竜の再来
一日半ほどかけて、ミルバスへと戻る。久しぶりだが
街の景色はまったく変わっていない。
四人で、新マクネルファー研究所へと入っていくと
中はがらんとしていて、寂しい印象だった。
マクネルファーの機械が並ぶ、研究室へと入っていくと
酒浸りになったマクネルファーが、真っ赤な顔でこちらを見てくる。
猛然とこちらへとダッシュしてきたマクネルファーに
いきなり抱きつかれた俺が、その酒臭さに戸惑っていると
「た、助かった……研究が行き詰っていてのう……不味い酒で誤魔化していたんじゃ」
ピグナが機械に回り込んで
「ああ、今度はスーミルオンが必要なのか」
「そ、そうじゃ……この大陸の北の果てにしかない
貴重な金属があれば……きっとこの機械は安定する……」
「北方地帯は、ゴーレムが支配していて危険だと聞いていますが……」
「そ、そうなんじゃ……それに人間の足では
どうしても行けない場所じゃよ……」
ファイナが思いついた顔で
「竜が居ますわ!貸しがあるのでしょう?頼みましょう!」
俺たちに提案してくる。
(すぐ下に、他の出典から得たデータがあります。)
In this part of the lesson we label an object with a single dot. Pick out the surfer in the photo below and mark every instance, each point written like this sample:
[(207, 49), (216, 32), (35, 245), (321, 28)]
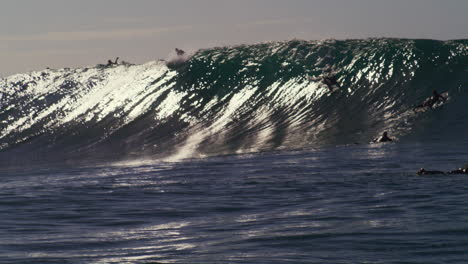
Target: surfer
[(422, 171), (179, 52), (463, 170), (430, 102), (330, 81), (383, 138)]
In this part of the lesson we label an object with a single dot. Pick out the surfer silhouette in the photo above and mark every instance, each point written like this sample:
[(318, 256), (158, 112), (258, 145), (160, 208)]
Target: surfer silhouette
[(383, 138), (463, 170), (179, 52), (431, 101), (330, 81), (422, 171)]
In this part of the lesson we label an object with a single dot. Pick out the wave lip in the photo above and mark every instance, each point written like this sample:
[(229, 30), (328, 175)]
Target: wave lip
[(237, 99)]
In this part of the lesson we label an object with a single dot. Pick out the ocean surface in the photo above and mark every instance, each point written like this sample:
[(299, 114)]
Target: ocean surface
[(240, 155)]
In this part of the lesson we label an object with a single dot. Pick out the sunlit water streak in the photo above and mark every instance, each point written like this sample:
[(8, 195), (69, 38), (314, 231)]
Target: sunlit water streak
[(346, 204)]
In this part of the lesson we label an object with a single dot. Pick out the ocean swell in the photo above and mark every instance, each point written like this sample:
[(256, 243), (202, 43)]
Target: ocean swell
[(239, 99)]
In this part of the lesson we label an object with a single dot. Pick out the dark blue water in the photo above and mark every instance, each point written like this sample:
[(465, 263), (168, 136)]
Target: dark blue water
[(344, 204)]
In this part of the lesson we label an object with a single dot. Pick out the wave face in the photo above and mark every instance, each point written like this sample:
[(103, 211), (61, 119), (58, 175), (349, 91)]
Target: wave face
[(237, 99)]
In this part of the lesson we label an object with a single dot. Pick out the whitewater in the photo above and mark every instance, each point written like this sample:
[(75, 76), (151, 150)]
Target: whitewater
[(239, 154)]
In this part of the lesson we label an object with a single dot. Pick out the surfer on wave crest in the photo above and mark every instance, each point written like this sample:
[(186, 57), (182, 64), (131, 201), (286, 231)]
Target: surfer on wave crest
[(431, 101), (383, 138)]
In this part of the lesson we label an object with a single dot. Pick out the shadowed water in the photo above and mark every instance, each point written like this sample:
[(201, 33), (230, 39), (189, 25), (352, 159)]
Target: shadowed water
[(345, 204)]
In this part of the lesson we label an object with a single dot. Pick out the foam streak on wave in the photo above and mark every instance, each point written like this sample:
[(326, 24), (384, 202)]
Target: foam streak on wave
[(236, 99)]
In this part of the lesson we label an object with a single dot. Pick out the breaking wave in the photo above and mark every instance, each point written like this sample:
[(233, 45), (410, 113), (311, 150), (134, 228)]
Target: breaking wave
[(237, 99)]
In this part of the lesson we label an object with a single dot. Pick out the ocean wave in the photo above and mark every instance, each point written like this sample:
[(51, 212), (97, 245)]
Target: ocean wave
[(238, 99)]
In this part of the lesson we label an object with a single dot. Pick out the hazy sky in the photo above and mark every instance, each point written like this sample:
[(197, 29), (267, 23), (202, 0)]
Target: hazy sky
[(35, 34)]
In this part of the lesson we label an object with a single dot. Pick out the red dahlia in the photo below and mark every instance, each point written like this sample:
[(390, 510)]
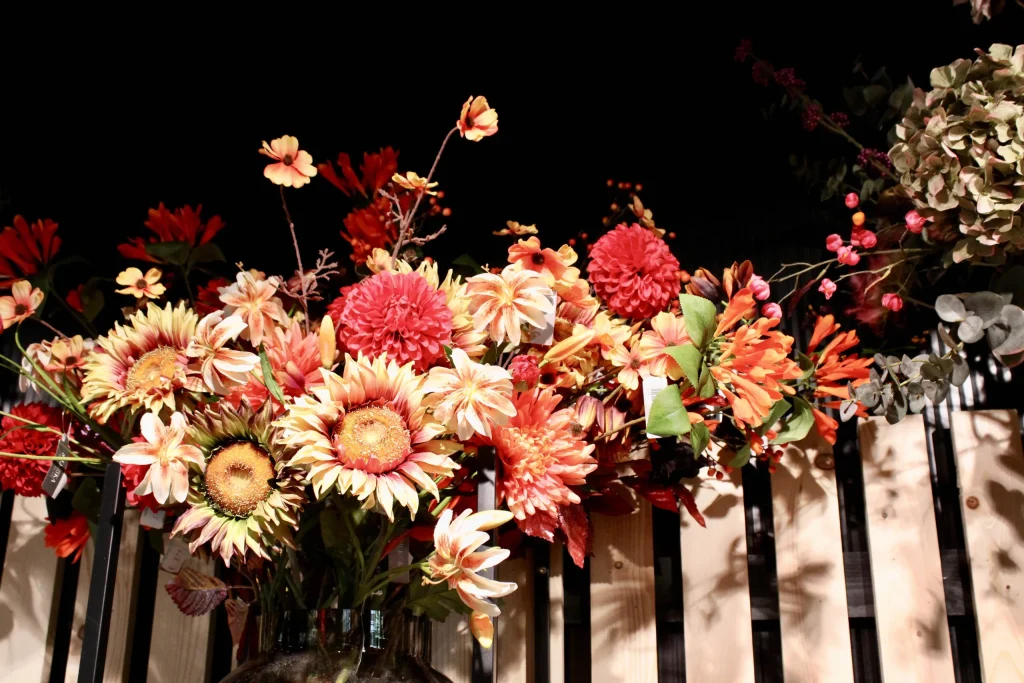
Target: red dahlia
[(398, 314), (24, 475), (633, 271)]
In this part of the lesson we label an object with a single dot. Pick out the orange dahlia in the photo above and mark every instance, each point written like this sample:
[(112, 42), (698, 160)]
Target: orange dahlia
[(140, 365), (397, 315), (541, 458), (369, 433), (634, 271)]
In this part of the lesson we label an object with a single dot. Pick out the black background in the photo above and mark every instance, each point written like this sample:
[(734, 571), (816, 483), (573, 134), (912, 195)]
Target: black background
[(98, 128)]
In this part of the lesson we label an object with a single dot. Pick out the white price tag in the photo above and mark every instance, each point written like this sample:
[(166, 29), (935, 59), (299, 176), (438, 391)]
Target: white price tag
[(175, 554), (651, 387), (152, 519), (545, 336)]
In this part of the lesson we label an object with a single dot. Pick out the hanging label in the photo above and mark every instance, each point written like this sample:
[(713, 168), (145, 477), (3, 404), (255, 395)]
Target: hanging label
[(545, 336), (175, 554), (651, 387), (399, 557), (153, 518)]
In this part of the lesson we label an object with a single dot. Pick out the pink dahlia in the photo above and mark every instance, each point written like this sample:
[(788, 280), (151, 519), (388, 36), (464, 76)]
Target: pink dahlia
[(633, 271), (397, 314), (541, 458)]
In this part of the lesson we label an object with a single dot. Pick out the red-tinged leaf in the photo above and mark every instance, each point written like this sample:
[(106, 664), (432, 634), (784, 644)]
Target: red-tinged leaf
[(196, 594), (579, 531), (686, 498), (659, 497)]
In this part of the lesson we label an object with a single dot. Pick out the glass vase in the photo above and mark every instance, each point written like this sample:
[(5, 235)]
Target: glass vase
[(304, 646)]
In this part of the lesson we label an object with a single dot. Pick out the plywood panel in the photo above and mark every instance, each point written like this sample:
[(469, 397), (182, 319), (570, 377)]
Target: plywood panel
[(122, 612), (452, 648), (813, 615), (556, 615), (716, 591), (909, 607), (179, 651), (514, 629), (990, 466), (624, 643)]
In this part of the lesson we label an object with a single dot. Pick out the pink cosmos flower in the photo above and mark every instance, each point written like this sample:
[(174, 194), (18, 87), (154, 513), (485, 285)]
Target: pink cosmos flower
[(254, 301), (892, 301), (294, 167), (167, 457), (848, 256), (760, 288), (914, 221), (827, 288), (221, 369), (22, 303)]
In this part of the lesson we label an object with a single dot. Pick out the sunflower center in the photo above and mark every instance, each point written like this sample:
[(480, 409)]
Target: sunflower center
[(155, 366), (238, 478), (373, 438)]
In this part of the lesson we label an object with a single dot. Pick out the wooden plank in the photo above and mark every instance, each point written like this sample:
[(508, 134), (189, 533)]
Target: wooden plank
[(813, 617), (716, 590), (118, 644), (179, 651), (27, 596), (556, 615), (514, 629), (910, 611), (990, 466), (452, 648), (623, 638)]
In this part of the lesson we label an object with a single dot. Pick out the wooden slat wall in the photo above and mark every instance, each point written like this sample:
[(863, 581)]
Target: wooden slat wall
[(812, 601), (716, 590), (991, 475), (622, 599), (906, 575), (27, 594)]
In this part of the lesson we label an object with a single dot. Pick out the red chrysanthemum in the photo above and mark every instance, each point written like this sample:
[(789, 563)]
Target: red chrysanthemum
[(398, 314), (24, 475), (633, 271)]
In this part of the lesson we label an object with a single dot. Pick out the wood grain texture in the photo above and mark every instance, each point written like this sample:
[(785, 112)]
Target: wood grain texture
[(624, 642), (122, 612), (27, 596), (716, 590), (514, 629), (906, 575), (813, 616), (452, 648), (179, 651), (556, 615), (990, 466)]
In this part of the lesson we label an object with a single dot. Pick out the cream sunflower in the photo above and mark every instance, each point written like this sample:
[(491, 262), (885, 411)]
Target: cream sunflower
[(369, 433), (247, 500), (140, 365)]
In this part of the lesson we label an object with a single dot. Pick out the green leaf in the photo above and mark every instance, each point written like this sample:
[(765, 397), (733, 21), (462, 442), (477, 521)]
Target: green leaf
[(206, 254), (86, 499), (170, 252), (271, 384), (741, 458), (799, 423), (698, 313), (699, 438), (690, 359), (668, 415)]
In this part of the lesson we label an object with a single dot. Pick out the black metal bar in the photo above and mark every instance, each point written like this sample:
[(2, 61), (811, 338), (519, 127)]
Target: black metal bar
[(65, 620), (6, 509), (138, 665), (97, 615)]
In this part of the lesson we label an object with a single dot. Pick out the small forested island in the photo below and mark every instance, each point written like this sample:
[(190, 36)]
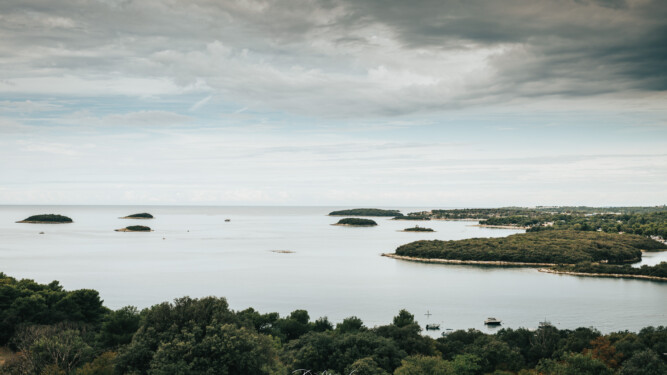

全員が頷いた。
マクネルファーはファイナにも抱きつこうとして
華麗に避けられ、そして苦笑いしながら
「若いって良いのう……さすがじゃのう……」
何故か俺たちを褒めていた。
その日は、マクネルファー研究所で休一泊して
そして翌朝早くには、すぐにこの街の南西にある
竜の巣へと俺たちは出発し始めた。
森を抜けて、険しい山を登り、中腹の大穴の前へと
全員で辿り着き、中へとファイナが
「おーい、竜さーん。食王一行が来ましたわよー?」
声をかけるが返事がない。
ピグナがため息を吐きながら、両手を広げ
「どうやら巣を変えたみたいだね。あたしも居るものと思ってたわ。
悪魔センサーで探してみようか?」
「やってみてくれ」
「……んー……あれ、ミチャンポの近くの山に居るよ?
どうしたんだろう」
「とにかく、そこまで案内してください」
真面目な顔のバムにピグナは頷いて
険しい山道を俺たちは降りていく。
そこから、再び一日半ほどかけて、ミチャンポの街までたどり着く。
行ったり来たりだが、今は時間が潰せるのでむしろいい。
旅にもそろそろ慣れてきた。
衛兵に通行証を見せて、街の中へと入ると
街の様子が何となくざわついている。
みんなで王宮の方へと向かい、宮殿へと入れてもらうと
その中が騒然としているのが分かる。
玉座の間まで行くと、ペップとゴリマッチョな王が何やら
揉めているようだ。全員で近づいていくと
「どこまでバカなんだにゃ!」
「いや、これは正しい決断だ。あの竜の力を借りて
今度こそ、漁師連合国を完膚なきまで叩きのめす!」
「あ、あの……」
俺が掴み合っている二人に声をかけると
二人同時にこちらを見て
「よかったにゃ!」「ああ、探していたんだよ」
と揉めている事情を話し始めた。
二人による話を総合すると
俺たちがバルナングスに行くのと入れ違いで
ミチャンポの街の上空に子連れの竜が現れたらしい。
長期休暇中の王が、騒ぎを聞きつけて自宅から出てきて
街の高台から竜たちに、何で来たのかと問いかけると
この街に、ゴルダブルという者が居るはずなので
彼とその仲間たちを出せと、要求して近くの山へと去って行った。
そして王は、これを好機ととらえて
あの竜の力を借りて、自分が居ない間にペップが勝手に同盟を結んでしまった
漁師連合国へと奇襲を仕掛け、そして完全に屈服させて
降伏させようと言い出したらしい。
もう、俺は呆れて言葉も出ない。
悪魔の力まで使って、散々苦労して同盟を成立させたのに
それをこの王は、一発で壊そうとしている。
しかし好戦派のペップとファイナは
「いい案ですわ!滅ぼしてしまいましょう」
「そうだねー潰そうよー千載一遇の好機だよー」
無責任に煽りだした。バムは黙って首を横に振る。
二人の前に出てその言葉を遮りつつ
「そもそも、竜が話をしたいと言ったのは
俺ですよね?まずは俺をそこまで連れて行ってもらえませんか?」
と王に提案してみる。王は頷いて
「よければ私も同席して良いか?」
「やめとけにゃ。こいつ戦闘狂だにゃ。救えないにゃ」
ペップの言葉も聞きつつ、少し考えて首を縦に振る。
まずは全員で竜に会って、それから色々と考えてもいいはずだ。
俺たちは、そのまま、昼時の街の中を衛兵を数名の引き連れた
王に先導されて、竜が待っているという山の方向へと歩き出した。